Earlier this month SATCOM Frontier spoke with Bob Baker, CEO of Vizada, Inc., a leading provider of satellite-based communications services. We spoke with Bob about the Navy’s Commercial Broadband Satellite Program (CBSP), and issues facing commercial SATCOM providers. Intelsat General and Vizada partner together on CBSP for the United States Navy.
SF: First off, please give our readers some background on Vizada.
Baker: Throughout Vizada’s corporate history, we have been a central figure in the commercial satellite services industry since its inception in the early 1960s, providing mobile satellite communications to government and commercial customers operating in all parts of the world. In December 2011, Vizada was acquired by Astrium Services (part of EADS), a company that pioneered the concept of commercially supplied military-hardened SATCOM service and — through its business unit Paradigm – owns and operates networks such as the U.K. Skynet MILSATCOM network. This includes all aspects of service delivery, satellite control and network management.
Today, Astrium delivers a full portfolio of end-to-end fixed (X-Band, C-Band, Ku-Band and Ka-Band) and mobile satellite solutions (Inmarsat, Thuraya and Iridium) to the U.S. Government and its Allied Partners. For the North American market, Astrium has designated Vizada Inc. the exclusive reseller of Astrium satcom services – including all Paradigm solutions.
SF: How is Vizada currently supporting CBSP?
Baker: As Paradigm’s channel to the US Government, Vizada is a 100-person operation located in Rockville, Maryland and an integral member of the CBSP project team led by Intelsat General. Vizada’s focus is to ensure that SPAWAR can count on us to deliver the highest service quality available as well as the flexibility they need maximizing Skynet’s service options, security levels and near global coverage.
SF: How have you found working with IGC as a partner on CBSP?
Bob: Vizada and IGC are highly compatible organizations sharing the same corporate enthusiasm and commitment to providing first-rate solutions such as those supporting CBSP. IGC is a dynamic, customer responsive, knowledgeable partner to work with. We are fortunate to have such a strong and longstanding (over 15 years) teaming partner and look forward to more strategic projects to partner on in the future.
SF:What are the biggest issues facing government SATCOM in the next 12-18 months?

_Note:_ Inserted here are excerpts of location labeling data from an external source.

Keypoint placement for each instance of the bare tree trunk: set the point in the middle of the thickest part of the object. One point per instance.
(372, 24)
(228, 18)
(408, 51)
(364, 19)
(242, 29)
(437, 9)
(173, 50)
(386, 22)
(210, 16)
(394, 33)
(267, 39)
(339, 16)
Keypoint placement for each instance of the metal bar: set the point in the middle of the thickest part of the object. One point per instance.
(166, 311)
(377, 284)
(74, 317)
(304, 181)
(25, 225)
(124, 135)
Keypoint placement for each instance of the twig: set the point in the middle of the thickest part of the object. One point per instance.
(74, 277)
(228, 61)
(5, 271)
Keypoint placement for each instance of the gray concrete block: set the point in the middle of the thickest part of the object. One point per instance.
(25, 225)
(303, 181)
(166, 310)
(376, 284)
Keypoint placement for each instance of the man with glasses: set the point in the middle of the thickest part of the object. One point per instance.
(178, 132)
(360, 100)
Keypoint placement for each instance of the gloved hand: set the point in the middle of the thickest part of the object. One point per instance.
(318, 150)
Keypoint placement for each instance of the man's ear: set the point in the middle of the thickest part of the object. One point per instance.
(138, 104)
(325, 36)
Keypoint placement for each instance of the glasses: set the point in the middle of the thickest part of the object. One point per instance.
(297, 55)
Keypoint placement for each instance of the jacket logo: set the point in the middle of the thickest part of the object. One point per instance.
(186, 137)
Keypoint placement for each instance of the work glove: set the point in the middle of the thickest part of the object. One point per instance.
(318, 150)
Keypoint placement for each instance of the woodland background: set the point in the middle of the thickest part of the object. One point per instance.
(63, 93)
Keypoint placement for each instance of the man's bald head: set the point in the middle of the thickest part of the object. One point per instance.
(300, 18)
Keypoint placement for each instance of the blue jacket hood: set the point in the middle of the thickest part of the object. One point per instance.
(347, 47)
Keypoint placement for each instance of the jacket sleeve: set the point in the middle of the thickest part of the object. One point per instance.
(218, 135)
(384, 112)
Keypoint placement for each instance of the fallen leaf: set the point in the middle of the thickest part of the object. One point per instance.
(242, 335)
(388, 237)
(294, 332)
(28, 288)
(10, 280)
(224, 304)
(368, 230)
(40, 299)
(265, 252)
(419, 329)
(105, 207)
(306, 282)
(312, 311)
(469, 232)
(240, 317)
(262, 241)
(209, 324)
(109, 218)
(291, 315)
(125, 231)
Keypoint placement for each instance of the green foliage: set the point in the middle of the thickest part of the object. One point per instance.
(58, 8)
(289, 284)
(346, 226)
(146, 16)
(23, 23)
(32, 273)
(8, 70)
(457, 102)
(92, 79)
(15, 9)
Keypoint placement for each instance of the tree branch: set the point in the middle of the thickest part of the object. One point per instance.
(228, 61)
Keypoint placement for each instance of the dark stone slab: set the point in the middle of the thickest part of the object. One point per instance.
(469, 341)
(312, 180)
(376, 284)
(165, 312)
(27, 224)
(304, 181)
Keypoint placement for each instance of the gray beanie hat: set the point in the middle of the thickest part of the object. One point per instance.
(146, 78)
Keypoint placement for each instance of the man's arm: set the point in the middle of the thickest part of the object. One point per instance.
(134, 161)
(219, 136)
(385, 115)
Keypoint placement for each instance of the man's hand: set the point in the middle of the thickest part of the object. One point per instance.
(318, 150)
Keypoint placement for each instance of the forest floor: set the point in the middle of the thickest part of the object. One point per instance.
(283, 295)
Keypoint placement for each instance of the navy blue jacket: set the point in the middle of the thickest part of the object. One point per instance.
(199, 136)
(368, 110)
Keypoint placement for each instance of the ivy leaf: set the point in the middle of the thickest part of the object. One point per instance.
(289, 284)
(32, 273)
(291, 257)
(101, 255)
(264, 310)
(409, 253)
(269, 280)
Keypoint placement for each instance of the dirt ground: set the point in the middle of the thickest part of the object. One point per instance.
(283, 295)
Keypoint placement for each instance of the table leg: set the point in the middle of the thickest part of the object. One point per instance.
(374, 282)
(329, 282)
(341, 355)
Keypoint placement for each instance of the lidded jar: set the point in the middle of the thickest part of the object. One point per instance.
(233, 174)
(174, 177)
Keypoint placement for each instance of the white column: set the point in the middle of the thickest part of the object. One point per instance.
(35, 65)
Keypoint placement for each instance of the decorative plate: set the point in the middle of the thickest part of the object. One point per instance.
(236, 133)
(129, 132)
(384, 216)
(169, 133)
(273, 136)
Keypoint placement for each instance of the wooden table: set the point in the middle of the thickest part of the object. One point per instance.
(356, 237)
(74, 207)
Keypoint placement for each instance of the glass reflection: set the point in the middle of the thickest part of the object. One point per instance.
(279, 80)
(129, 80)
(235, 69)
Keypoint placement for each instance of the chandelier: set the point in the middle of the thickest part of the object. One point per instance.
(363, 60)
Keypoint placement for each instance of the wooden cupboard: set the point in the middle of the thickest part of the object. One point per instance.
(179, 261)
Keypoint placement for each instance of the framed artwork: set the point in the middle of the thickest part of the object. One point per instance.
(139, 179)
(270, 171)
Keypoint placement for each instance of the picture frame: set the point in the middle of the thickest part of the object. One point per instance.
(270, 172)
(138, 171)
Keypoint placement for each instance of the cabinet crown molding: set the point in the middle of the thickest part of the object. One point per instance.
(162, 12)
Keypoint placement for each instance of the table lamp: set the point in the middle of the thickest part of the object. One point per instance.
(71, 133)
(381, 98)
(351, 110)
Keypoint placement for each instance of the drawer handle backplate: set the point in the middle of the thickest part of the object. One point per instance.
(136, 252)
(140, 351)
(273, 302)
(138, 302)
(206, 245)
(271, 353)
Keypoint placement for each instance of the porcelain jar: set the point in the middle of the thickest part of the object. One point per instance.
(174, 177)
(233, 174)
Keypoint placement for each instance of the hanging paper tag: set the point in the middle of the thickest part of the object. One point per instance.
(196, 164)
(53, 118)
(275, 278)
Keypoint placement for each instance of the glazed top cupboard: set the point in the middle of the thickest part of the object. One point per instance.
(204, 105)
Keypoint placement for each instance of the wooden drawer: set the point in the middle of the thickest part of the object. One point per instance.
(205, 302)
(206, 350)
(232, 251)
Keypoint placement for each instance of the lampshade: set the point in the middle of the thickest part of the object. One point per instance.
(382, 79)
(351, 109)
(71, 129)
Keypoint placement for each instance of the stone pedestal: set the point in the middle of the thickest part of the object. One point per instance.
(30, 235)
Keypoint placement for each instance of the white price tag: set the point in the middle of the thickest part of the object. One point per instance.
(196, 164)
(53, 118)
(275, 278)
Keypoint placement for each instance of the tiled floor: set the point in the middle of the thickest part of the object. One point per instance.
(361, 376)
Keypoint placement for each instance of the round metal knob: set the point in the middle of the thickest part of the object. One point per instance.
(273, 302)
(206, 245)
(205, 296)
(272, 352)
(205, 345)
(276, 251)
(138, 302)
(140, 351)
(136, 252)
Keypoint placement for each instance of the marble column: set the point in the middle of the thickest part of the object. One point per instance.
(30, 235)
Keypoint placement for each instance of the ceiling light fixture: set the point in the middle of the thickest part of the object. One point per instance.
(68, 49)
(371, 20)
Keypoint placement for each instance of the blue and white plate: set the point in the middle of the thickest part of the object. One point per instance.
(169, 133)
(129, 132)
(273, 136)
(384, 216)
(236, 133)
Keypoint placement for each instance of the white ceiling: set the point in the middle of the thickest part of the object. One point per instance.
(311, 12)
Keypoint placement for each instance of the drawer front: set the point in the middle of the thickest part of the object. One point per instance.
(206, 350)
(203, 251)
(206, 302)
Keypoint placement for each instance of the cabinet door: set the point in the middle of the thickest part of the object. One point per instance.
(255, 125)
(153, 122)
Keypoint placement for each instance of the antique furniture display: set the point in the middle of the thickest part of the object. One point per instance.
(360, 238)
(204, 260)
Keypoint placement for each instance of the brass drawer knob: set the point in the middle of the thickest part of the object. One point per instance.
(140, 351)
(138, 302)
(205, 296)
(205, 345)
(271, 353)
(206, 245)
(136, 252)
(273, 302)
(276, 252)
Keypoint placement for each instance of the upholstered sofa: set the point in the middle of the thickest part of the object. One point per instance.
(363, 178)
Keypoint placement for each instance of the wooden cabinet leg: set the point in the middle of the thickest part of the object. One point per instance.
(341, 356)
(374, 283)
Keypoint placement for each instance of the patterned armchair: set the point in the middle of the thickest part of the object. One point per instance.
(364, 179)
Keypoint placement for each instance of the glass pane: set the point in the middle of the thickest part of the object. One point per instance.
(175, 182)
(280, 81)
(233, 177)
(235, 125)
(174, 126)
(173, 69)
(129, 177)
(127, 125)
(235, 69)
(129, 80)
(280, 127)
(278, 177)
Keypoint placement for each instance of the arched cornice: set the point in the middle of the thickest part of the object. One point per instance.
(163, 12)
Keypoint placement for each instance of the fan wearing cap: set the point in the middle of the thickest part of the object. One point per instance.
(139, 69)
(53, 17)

Baker: Several keyissues facing the USGare the changing theatres of operation, the increasing demand for capacity and service options as well as the need to employ commercial satellite operators in order to meet serious new fiscal constraints.
The current decline in SATCOM requirements due to USG troop withdrawals in Afghanistan will be more than offset by the substantial growth in ISR requirements and related new service offerings required to support new mission environments in other parts of world. These new service requirements will force the USG to procure capacity on commercial satellite networks to supplement the ever shrinking capacity available on military networks.
Defense Secretary Panetta’s recent remarks on the shift of Naval focus to the Pacific Fleet is an example of that change creating a logistical reshuffle for the Department of Defense. With the integration of Paradigm solutions into our portfolio of satcom offerings, Vizada is now positioned better than ever to support the USG’s evolving SATCOM needs.
Another effect on the USG’s near term planning and decision making are fiscal budget constraints which have led Government agencies to reconsider their process for SATCOMs acquisition. The USG is adopting a policy that will force more reliance on commercial satellite operator capacity. Vizada’s parent, Astrium Services, has invested $3B in the Skynet-5 satellite constellation to help us meet the USG’s need for bandwidth from commercial satellite provider.